Linux RDMA and InfiniBand development
 help / color / mirror / Atom feed
From: Manjunath Patil <manjunath.b.patil@oracle.com>
To: Leon Romanovsky <leon@kernel.org>
Cc: dledford@redhat.com, jgg@ziepe.ca, linux-rdma@vger.kernel.org,
	linux-kernel@vger.kernel.org, rama.nichanamatlu@oracle.com
Subject: Re: [PATCH RFC] RDMA/cm: add timeout to cm_destroy_id wait
Date: Thu, 7 Mar 2024 10:00:49 -0800	[thread overview]
Message-ID: <afab7f4d-d8cd-4582-b46c-d4fa7673f429@oracle.com> (raw)
In-Reply-To: <20240307094607.GB8392@unreal>


On 3/7/24 1:46 AM, Leon Romanovsky wrote:
> On Tue, Mar 05, 2024 at 02:59:11PM -0800, Manjunath Patil wrote:
>>
>>
>> On 3/3/24 1:58 AM, Leon Romanovsky wrote:
>>> On Tue, Feb 27, 2024 at 12:00:17PM -0800, Manjunath Patil wrote:
>>>> Add timeout to cm_destroy_id, so that userspace can trigger any data
>>>> collection that would help in analyzing the cause of delay in destroying
>>>> the cm_id.
>>>
>>> Why doesn't rdmatool resource cm_id dump help to see stalled cm_ids?

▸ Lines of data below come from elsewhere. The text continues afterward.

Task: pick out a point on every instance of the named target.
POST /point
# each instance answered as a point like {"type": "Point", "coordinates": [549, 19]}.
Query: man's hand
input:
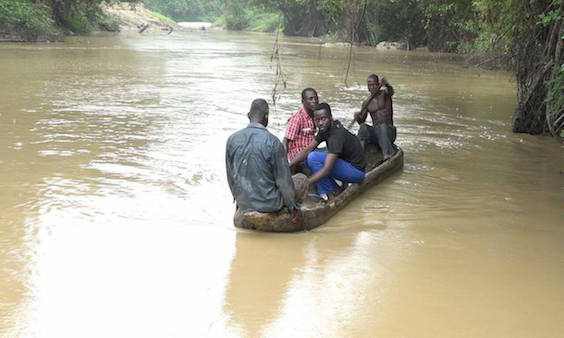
{"type": "Point", "coordinates": [296, 216]}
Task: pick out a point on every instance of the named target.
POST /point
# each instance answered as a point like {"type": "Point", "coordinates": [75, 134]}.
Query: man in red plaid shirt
{"type": "Point", "coordinates": [301, 129]}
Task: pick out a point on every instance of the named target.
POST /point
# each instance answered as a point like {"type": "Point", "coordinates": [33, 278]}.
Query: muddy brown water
{"type": "Point", "coordinates": [115, 215]}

>> Wouldn't this require us to know cm_id before hand?
>>
>> I am unfamiliar with rdmatool. Can you explain how I use it to detect a stalled connection?
> 
> Please see it if it can help:
> https://urldefense.com/v3/__https://www.man7.org/linux/man-pages/man8/rdma-resource.8.html__;!!ACWV5N9M2RV99hQ!K0TW8CNb7aCJsJbLV7Uhy9K_rOdMuHsHoUki2GIaxxQt0hd31pUCi9FeGMx2hTNI0j48ju1D6KiIrDNJ254$
> rdma resource show cm_id ...
> 
Thank you for the reference. I will go through it.

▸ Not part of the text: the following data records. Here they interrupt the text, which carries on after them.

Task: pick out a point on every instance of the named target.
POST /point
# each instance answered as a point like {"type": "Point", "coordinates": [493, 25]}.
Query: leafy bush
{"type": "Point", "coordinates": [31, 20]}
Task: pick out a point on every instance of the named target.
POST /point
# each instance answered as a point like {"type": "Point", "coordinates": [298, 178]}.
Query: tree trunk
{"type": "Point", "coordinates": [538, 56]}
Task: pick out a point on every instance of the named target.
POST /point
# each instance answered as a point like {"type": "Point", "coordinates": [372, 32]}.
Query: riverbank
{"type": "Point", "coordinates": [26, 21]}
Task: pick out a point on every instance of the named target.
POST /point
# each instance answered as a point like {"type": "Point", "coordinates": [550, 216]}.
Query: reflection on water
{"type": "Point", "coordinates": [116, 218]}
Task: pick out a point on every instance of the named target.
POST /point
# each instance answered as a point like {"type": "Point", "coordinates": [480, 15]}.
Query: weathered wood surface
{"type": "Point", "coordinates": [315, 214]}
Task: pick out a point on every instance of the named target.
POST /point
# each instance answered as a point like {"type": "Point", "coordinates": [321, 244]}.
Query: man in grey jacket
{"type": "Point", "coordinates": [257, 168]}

>> I wouldn't know cm_id before hand to track it to see if that is stalled.
>>
>> My intention is to have a script monitor for stalled connections[Ex: one of my connections was stuck in destroying it's cm_id] and trigger things like firmware dumps, enable more logging in related modules, crash node if this takes longer than few minutes etc.
>>
>> The current logic is to, have this timeout trigger a function(which is traceable with ebpf/dtrace) in error path, if more than expected time is spent is destroying the cm_id.
> 
> I'm not against the idea to warn about stalled destroy_id, I'm against
> adding new knob to control this timeout.
> 
Thank you for sharing this. Adding sysctl isn't critical for me. I am happy to get rid of it.

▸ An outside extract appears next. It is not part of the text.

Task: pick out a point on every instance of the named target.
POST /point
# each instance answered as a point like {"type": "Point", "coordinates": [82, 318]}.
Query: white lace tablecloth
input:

I will send a v2 with control knob removed.

-Thanks,
Manjunath
> Thanks
> 
>>
>> -Thank you,
>> Manjunath
>>>
>>> Thanks
>>>
>>>>
>>>> New noinline function helps dtrace/ebpf programs to hook on to it.
>>>> Existing functionality isn't changed except triggering a probe-able new
>>>> function at every timeout interval.
>>>>
>>>> We have seen cases where CM messages stuck with MAD layer (either due to
>>>> software bug or faulty HCA), leading to cm_id getting stuck in the
>>>> following call stack. This patch helps in resolving such issues faster.
>>>>
>>>> kernel: ... INFO: task XXXX:56778 blocked for more than 120 seconds.
>>>> ...
>>>> 	Call Trace:
>>>> 	__schedule+0x2bc/0x895
>>>> 	schedule+0x36/0x7c
>>>> 	schedule_timeout+0x1f6/0x31f
>>>>    	? __slab_free+0x19c/0x2ba
>>>> 	wait_for_completion+0x12b/0x18a
>>>> 	? wake_up_q+0x80/0x73
>>>> 	cm_destroy_id+0x345/0x610 [ib_cm]
>>>> 	ib_destroy_cm_id+0x10/0x20 [ib_cm]
>>>> 	rdma_destroy_id+0xa8/0x300 [rdma_cm]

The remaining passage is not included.